Мартынко этой Раи боитсе, а не итти неможно, что он у ней с визитом не бывал.
Только гость созвонился, агенты за ширмы, а Мартын заходит и от угошшения вежливо отказывается. Заговорили про войну, про погоду. А Раиска речь пересекла:
— Я слыхала, у вас карты есь бутто бы золоты? Я смала охвоча карты мешать.
И зачала она проигрывать деньжонки, кольца, брошки, браслетки, часики с цепочкой,— все продула гостю. Тут он домой сторопилса:
— Однако поздо. На прошшанье дарю вам обратно ваши уборы. Мне-ка не нать, а вам от папы трепка.
А Раиска нахальнё:
— Я бы все одно в суд подала, что у тебя карты фальшивы.
— Как это фальшивы?
Она искусственно захохотала:
— А вот эк!
Выхватила колоду да к себе под карсет.
— Докуль у меня рюмку-другу не выпьете, дотуль не отдам.
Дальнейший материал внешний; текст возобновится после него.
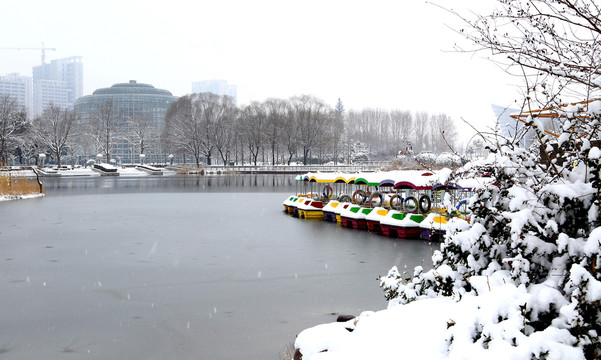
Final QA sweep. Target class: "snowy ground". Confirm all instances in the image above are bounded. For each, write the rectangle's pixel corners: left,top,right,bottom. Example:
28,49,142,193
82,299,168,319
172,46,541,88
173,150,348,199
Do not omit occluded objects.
3,167,176,177
0,194,44,201
295,274,584,360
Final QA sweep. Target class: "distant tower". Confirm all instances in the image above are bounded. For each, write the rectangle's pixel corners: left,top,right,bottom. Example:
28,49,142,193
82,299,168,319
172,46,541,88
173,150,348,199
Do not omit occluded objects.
33,56,83,116
192,80,238,104
0,73,33,114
Делать нечего. Дорогой гость две-три рюмочки выкушал и пал на ковер. В графине было усыпаюшшее зелье. Шпионы выскочили из-за ширмов, раздели сонпого до гола и кошелек нашли. Тело на худой клячи вывезли далеко в лес и хвосну'ли в овраг, куда из помойных ям вываливают.
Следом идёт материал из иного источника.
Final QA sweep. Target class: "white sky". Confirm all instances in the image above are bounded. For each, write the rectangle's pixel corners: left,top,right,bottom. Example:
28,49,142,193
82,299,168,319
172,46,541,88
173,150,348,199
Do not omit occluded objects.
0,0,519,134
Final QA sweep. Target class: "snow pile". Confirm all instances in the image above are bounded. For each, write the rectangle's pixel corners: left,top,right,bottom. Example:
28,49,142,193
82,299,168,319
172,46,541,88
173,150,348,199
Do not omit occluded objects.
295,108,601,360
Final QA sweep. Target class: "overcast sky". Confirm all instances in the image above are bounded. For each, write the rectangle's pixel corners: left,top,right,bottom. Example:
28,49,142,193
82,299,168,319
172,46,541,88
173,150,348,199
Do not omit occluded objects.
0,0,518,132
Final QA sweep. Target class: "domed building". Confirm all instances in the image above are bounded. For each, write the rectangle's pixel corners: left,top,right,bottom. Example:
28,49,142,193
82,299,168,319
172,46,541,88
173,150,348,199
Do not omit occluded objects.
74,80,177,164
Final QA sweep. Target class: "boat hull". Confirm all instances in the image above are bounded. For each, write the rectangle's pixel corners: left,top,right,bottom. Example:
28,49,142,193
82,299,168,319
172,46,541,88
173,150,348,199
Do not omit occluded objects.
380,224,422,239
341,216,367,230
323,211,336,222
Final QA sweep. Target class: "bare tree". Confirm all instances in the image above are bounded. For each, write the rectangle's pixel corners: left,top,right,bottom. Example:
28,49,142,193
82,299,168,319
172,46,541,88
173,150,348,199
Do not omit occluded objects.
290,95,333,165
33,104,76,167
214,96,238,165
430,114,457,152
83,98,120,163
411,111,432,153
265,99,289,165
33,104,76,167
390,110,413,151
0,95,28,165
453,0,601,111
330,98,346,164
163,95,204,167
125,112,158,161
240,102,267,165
На холоду под утро Мартын очнулся. Все вспомнил:
— О, будь ты проклята, королевнина гостьба! Куда теперь подамся, нагой, без копейки?
Како'-то лохмотье вырыл, завесился и побрел лесом. Думат:
«Плох я сокол, что ворона с места сбила».
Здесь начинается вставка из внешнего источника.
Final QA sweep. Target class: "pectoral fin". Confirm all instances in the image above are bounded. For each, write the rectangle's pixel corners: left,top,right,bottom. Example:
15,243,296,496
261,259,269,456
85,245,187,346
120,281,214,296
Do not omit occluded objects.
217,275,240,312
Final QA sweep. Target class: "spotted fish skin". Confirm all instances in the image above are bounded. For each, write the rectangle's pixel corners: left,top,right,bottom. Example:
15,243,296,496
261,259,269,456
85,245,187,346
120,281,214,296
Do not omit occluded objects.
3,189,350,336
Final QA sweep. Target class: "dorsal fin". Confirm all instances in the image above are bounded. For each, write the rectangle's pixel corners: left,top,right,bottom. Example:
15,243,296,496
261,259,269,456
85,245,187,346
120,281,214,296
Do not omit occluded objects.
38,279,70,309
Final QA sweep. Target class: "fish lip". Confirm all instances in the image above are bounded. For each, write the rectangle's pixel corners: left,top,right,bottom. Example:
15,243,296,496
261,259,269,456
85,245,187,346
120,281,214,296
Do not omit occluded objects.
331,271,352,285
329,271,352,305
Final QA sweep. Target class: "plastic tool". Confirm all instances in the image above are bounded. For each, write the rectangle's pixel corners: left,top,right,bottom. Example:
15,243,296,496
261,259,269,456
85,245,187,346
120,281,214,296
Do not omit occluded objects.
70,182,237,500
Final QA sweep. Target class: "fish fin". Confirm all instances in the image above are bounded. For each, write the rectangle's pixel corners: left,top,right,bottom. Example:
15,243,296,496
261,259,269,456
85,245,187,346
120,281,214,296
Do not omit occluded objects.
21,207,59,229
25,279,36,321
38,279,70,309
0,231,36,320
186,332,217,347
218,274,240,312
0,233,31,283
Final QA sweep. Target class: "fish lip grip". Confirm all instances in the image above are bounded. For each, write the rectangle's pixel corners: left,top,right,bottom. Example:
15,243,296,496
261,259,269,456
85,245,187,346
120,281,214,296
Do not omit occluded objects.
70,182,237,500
И видит: яблоки ростут белого цвету.
— Ах, как пить охота!
Сорвал пару и съел. И заболела голова. За лоб схватился, под рукой два волдыря. И поднялись от этих волдырей два рога самосильных.
Вот дак приужа'хнулся бедной парень! Скакал, скакал, обломить рогов пе может. Дале заплакал:
— Что на меня за беды, что на меня за напасти! Та шкура разорила, пристрамила, розболокла', яблоком объелся, рога явились, как у вепря у дикого. О, задавиться ле утопиться?! Разве я кому надоел? Уйду от вас навеки, буду жить лучче с хи'чныма хехе'нами и со львами.
Во слезах пути-дороженьки не видит и наткнулся опеть на яблоню. Тут яблочки кра'сненьки, красивы.
— Объи'стись разве да умереть во младых летах?..
Сгрыз яблоко, счавкал друго', — головы-то ловко стало. Рукой схватился и рога, как шапочку, сронил. Все тело согрелось, сердце звеселилось и напахну'ла така молодось, дак Мартын на головы ходить годен.
Нас бы с вами на ум, Мартына на дело: этих красных молодильиых яблоков нарвал, воротился на старо место, рогатых яблоков натряс, склал за пазуху и побежал из лесу.
Дорога в город повела, а Мартынко раздумался: В эдаких трепка'х мне там нельзя показаться. В полицу заберут.
А по пути деревня, с краю домик небольшой — и старуха кривобока крыльцо пашет. Мартынко так умильно:
— Бабушка, дозвольте в ызбу затти обогреться. Не бойтесь этих ремков, меня бродяги ночесь роздели.
Старуха видит, парень хоть рваной, а на мазурика не похож, и запустила в кухню. Мартынко подает ей молодильного яблока:
— Баба, нако съешь!
Баба доверилась и съела.
— Парень, чем ты меня накормил, будто я вина испила?
Она была худа, морщевата, рот ямой; стала хоро'ша, гладка, румяна.